Period: 1809 or thereafter. There is a heavily eroded stele in the courtyard, on which this date is legible. However, the stele isn’t in good enough shape for me to really make out what was taking place. In any case, the murals are certainly not from before this date – the style is very 19th century, I would have guessed later.

Artist: Unknown.

Mural Contents: Two temple halls survive, a forward hall dedicated to Lord Guan 關公 and a rear one dedicated to the Goddesses 娘娘. Both of these have very interesting and unusual murals.

Only one mural-wall survives in the Lord Guan Hall 關公殿; the opposite wall has been recently repainted. This one wall shows a unique composite iconography. The upper registers have panel narratives from the Romance of the Three Kingdoms 三國演義. The lower register shows the return procession of a number of un-labeled deities. So far as I recognize the iconographies, these include the Dragon Kings 龍王, the Horse King 馬王, the God of Grass and Water 水草王, the Ox King 牛王, and what might be the River God 河神 or the Master of Rain 雨師 leading the way. Before them, life-giving water pours out of the palace gates, and they are met at the source of the inundation by the God of the Earth 土地神 and the God of the Mountains 山神. Behind them, demons are lead in captivity.
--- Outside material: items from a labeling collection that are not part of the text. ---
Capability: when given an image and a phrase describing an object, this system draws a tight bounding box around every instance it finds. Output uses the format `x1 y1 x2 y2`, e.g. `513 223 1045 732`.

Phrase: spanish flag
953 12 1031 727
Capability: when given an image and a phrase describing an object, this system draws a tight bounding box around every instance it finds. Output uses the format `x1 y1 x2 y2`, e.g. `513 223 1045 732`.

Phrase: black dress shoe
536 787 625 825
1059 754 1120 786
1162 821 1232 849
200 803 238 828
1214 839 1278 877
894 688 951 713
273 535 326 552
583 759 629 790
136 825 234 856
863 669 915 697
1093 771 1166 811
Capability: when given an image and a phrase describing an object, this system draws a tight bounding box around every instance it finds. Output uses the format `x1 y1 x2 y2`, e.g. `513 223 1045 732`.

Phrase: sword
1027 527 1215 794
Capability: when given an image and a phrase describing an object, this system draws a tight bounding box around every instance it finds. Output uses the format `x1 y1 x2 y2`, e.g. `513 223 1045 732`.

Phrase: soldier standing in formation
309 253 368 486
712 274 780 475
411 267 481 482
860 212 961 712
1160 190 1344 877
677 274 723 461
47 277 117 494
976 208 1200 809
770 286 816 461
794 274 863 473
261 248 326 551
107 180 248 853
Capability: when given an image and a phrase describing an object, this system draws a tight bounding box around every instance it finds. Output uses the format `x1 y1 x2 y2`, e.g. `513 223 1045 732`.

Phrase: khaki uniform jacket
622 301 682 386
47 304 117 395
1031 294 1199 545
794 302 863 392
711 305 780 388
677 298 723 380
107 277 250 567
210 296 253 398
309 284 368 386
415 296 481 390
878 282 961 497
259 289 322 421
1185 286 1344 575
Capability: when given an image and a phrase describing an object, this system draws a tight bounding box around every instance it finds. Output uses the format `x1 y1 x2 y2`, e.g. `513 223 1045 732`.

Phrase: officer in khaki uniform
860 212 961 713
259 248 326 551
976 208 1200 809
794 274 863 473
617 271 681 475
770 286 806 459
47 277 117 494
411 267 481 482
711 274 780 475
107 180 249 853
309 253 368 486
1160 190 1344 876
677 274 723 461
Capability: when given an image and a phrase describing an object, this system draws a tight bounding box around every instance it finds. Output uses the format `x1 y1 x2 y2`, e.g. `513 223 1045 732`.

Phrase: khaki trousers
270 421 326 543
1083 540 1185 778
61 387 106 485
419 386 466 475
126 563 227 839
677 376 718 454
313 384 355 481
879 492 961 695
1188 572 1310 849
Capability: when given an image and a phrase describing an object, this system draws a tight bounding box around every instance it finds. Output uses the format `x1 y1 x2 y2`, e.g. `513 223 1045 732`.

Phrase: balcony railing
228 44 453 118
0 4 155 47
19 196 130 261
Below in a very narrow register is the section for ritual images. Here we see the harvest, the millstones, villagers carrying sacks into a building marked “The Hall of Surplus Grain” 餘麥堂, then beyond them a temple fair, with actors on the stage, the villagers watching beneath, and the figure of the god in the temple door.

The rear hall to the Goddesses 娘娘殿 has a curious melange of paintings. The two side-walls show scenes of the judgements of hell 地獄判命. The rear walls behind the statues show either mandorlas or, on the central panel, the throne on which the Goddess sits. This painting has an unusual level of visual verisimilitude, and the inclusion of what appear to be two glass oil- or gas-lamps on either side increase the trompe-l’œil effect. Presumably this technology should confirm or deny the 1809 date, but I don’t know anything about the history of Chinese gas/electric lighting – I’d be curious to hear from someone who does?